Palaeoaplysina Temporal range: Upper Carboniferous –Lower Permian PreꞒ Ꞓ O S D C P T J K Pg N

Scientific classification
- Clade: Archaeplastida
- Division: Rhodophyta
- Class: Florideophyceae
- Stem group: Corallinales
- Order: †Archaeolithophyllales (?)
- Family: †Palaeoaplysinaceae
- Genus: †Palaeoaplysina

= Palaeoaplysina =

Extinct genus of algae

Palaeoaplysina is a genus of tabular, calcified fossils that are a component of many Late Palaeozoic reefs. The fossil acted as a baffle to trap sediment. Historically interpreted as a sponge or hydrozoan, recent studies are converging to its classification in the coralline stem group, placing it among the red algae.

== Morphology ==

The thalloid organism had a series of internal canals opening on one side of the body (presumably the upper side), and volcano-like protuberances on that same side inviting comparison to filter-feeding organisms.
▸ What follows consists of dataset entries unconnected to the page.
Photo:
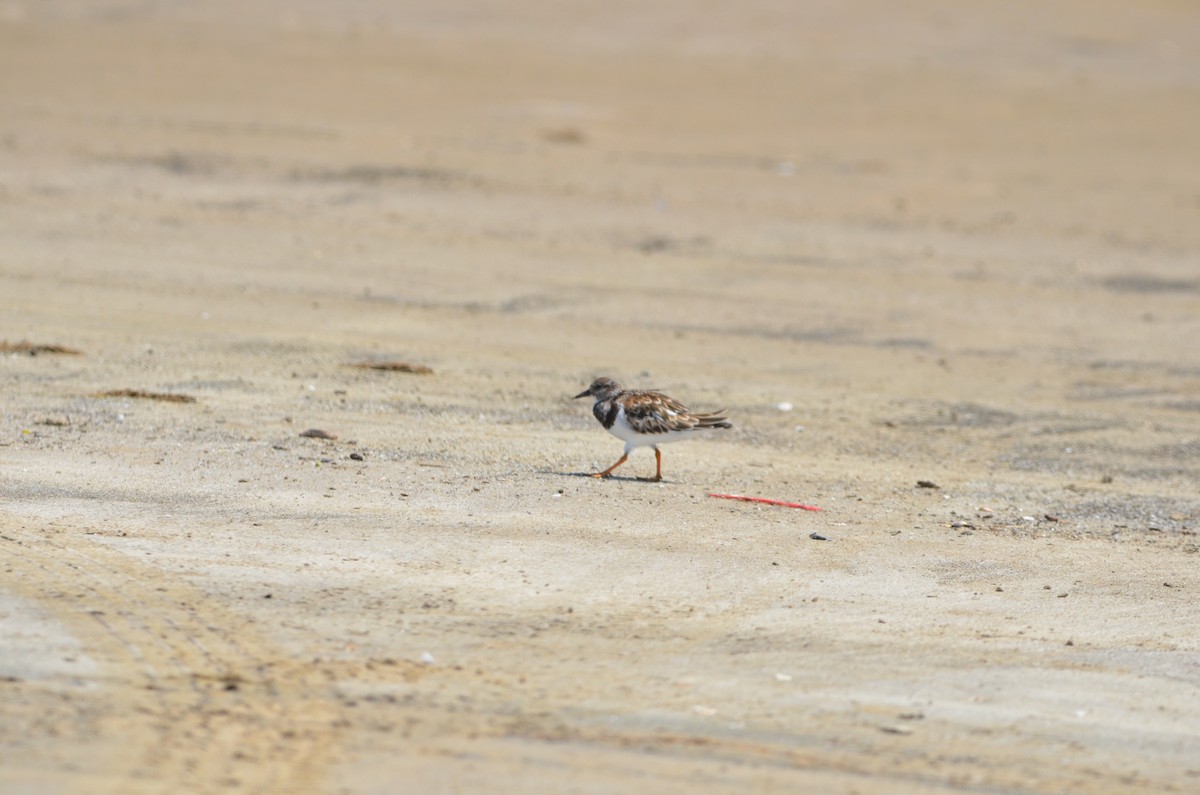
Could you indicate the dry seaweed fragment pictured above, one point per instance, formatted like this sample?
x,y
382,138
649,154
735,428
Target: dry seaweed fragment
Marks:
x,y
147,395
34,348
395,366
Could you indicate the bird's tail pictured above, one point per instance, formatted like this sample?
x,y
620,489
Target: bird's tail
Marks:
x,y
714,419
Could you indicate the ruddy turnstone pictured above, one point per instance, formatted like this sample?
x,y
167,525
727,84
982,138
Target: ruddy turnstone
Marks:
x,y
640,418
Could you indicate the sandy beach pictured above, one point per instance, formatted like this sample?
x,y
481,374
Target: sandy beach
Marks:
x,y
940,263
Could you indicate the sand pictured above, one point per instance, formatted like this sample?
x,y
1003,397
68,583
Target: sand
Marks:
x,y
899,243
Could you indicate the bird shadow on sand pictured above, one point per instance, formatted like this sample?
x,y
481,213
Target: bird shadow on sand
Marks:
x,y
591,476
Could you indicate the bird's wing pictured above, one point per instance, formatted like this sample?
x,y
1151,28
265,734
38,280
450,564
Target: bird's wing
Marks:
x,y
652,412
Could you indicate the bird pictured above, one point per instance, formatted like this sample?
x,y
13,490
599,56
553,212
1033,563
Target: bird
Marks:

On the other hand, it seems to have had a calcified cellular make up akin to that of the coralline reds, suggesting that it was either a stem-group coralline or a coralline-encrusted filter feeder.

== Distribution ==
The organism is widespread in the tropical and near-tropical margin of the Laurentian continent (45–15°N), but is not found elsewhere. Its oldest reported occurrence is Middle Pennsylvanian (mid- to late Moscovian) and youngest is the late Sakmarian. It acts as an important reservoir rock for oil deposits.